Société, 28/10/2000 à 05h55, Libé
Un internement psychiatrique «illégal» en Gironde
La Cour européenne des droits de l'homme se penche sur le cas de Claude Baudoin.
NOMI Sophie
Cadillac (Gironde) envoyée spéciale
Claude Baudoin, 50 ans, a passé dix-sept ans de sa vie enfermé en hôpital psychiatrique, dans les unités réservées aux malades difficiles. Ceux qui le soignent le considèrent comme un «homme dangereux». Christian Bernardet, mandataire de la Cour européenne des droits de l'homme, estime que son internement est «illégal» parce que, selon lui, ses problèmes paranoïaques «ne relèvent pas d'une pathologie mentale». Et que «les unités de malades difficiles (UMD) n'ont pas pour fonction d'enfermer les gens dangereux mais de traiter les troubles mentaux graves».
«Emmerdements». Une procédure a été engagée auprès de Bruxelles pour obtenir une révision de son cas. Hier, le mandataire européen s'est rendu à l'UMD de Cadillac, près de Bordeaux, pour rencontrer Claude Baudoin et faire le point sur l'évolution de son dossier. Sa visite, qui se double d'une étude de terrain plus globale sur les centres psychiatriques en France, a fait soupirer le personnel d'encadrement: «Ce sont les emmerdements qui commencent», disait-on à voix basse à son arrivée.
Car Christian Bernardet est connu comme le loup blanc dans les hôpitaux spécialisés. D'abord parce qu'il a longtemps milité au sein du Groupe information asile, très critique vis-à-vis du système français, ensuite parce qu'en 1997, il a obtenu que Bruxelles condamne Paris pour «internement arbitraire» dans un autre dossier. Sa mobilisation pour Claude Baudoin, lui-même considéré comme un redoutable procédurier, annonce donc à Cadillac des «complications administratives multiples». Pourtant, après accord du médecin chef, les infirmiers ont laissé entrer le visiteur, suspendant pour lui un blocus des locaux imposé depuis cinq semaines pour avoir des primes spéciales de risque.

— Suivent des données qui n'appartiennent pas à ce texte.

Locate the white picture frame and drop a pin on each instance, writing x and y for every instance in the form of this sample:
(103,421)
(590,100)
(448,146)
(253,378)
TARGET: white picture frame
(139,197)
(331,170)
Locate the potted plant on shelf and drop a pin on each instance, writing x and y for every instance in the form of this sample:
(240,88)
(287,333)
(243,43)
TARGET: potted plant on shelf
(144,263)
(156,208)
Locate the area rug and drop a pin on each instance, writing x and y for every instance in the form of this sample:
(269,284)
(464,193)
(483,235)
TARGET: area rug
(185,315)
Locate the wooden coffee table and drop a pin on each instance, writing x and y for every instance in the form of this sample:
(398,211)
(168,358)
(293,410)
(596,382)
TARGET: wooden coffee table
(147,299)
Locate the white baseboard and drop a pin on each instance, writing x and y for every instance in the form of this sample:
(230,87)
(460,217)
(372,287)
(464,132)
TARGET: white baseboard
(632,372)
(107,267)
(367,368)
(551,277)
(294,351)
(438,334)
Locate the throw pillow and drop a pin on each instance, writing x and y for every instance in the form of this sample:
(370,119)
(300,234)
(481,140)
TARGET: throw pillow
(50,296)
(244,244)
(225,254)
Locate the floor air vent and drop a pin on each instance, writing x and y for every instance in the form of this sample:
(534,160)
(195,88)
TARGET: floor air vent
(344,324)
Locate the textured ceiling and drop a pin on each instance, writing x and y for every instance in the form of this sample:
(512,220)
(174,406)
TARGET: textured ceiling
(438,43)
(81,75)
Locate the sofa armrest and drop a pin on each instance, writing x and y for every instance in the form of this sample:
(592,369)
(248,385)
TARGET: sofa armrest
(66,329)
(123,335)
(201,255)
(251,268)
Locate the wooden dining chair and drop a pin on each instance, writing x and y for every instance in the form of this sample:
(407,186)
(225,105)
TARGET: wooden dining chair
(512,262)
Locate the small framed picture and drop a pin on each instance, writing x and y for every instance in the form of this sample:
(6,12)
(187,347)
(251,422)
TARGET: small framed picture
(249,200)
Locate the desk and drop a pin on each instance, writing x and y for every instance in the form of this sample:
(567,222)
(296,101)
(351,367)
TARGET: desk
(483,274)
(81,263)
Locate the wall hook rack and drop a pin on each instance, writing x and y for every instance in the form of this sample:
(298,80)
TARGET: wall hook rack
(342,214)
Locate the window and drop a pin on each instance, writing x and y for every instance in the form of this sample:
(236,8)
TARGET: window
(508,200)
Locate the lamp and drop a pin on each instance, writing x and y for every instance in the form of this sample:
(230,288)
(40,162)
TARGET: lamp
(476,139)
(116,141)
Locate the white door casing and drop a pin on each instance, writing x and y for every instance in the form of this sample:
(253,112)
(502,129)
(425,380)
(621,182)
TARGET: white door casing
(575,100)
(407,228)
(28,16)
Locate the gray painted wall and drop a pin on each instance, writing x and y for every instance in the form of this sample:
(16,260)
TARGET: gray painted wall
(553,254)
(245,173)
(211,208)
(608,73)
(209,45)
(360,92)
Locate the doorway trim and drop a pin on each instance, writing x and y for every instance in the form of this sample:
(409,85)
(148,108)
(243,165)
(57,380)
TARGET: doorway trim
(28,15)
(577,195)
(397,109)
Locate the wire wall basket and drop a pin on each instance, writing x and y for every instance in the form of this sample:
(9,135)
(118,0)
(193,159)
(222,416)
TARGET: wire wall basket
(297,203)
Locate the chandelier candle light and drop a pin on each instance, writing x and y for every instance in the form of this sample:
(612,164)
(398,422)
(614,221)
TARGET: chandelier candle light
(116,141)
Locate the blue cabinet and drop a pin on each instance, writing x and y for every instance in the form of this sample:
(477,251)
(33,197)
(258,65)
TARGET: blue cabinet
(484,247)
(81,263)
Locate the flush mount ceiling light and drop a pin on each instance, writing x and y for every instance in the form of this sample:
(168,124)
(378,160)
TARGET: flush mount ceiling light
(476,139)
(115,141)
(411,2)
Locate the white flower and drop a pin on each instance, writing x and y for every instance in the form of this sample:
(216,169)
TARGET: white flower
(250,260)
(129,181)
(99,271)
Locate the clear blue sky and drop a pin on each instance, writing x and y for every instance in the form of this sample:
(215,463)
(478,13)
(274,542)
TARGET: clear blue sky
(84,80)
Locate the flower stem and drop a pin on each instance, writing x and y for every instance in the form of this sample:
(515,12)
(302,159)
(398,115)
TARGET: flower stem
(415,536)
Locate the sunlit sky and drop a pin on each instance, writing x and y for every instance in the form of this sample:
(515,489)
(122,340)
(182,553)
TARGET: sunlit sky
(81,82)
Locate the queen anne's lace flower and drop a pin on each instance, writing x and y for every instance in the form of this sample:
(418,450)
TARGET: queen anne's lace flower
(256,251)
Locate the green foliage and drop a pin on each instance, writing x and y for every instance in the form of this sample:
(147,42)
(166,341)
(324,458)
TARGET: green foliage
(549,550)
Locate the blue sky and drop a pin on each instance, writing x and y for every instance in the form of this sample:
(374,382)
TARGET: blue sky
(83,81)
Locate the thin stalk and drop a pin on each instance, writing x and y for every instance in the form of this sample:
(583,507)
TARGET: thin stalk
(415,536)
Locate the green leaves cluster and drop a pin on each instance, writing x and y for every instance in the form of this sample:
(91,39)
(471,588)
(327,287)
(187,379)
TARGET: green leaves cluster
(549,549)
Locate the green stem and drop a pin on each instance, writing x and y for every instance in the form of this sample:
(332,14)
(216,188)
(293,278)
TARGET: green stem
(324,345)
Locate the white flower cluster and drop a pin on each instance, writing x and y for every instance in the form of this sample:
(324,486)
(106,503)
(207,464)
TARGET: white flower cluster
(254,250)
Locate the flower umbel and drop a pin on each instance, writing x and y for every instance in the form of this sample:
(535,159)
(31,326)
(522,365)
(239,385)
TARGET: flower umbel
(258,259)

Agressivité. «Sa démarche est intéressante parce qu'elle soulève la question du respect des droits de l'homme, c'est fondamental face aux lieux d'enfermement que sont les UMD, cela ne peut que faire évoluer les choses», explique l'un d'eux. «Nous, quand on pose les mêmes questions, la hiérarchie n'entend pas.» Sur le cas Baudoin même, l'opinion générale de ceux qui s'occupent de lui est que «son internement est totalement justifié» par son agressivité et sa virulence.
Prison. Son histoire ressemble à un mauvais roman. A 18 ans, il tombe pour vol de voiture. A sa sortie de prison, il tue l'amant présumé d'une assistante sociale avec laquelle il avait noué une relation amoureuse. A l'époque, les experts le jugent sain d'esprit, il prend vingt ans. Il en fait douze, bénéficie d'une remise de peine, mais, au lieu de recouvrer la liberté, se voit transféré à l'UMD de Montfavet (Vaucluse), où il restera quinze ans. Son cas mobilise, un comité de soutien finit par obtenir sa sortie, en 1998, sur décision judiciaire. Une bagarre de bar, des relations difficiles avec sa famille, un accrochage musclé avec un concierge, il se retrouve à l'UMD de Cadillac.
«Celui qui le fera sortir prendra une énorme responsabilité», assure le personnel soignant. Christian Bernardet fait du dossier une question de principe, parce que «les droits de Claude Baudoin doivent être respectés». Selon lui, sa place n'est ni en prison, puisqu'il a payé pour son crime, ni en UMD, puisque son cas n'est pas pathologique: «Il reste à trouver une forme d'encadrement adaptée», qui ne contredise pas son droit fondamental à la liberté.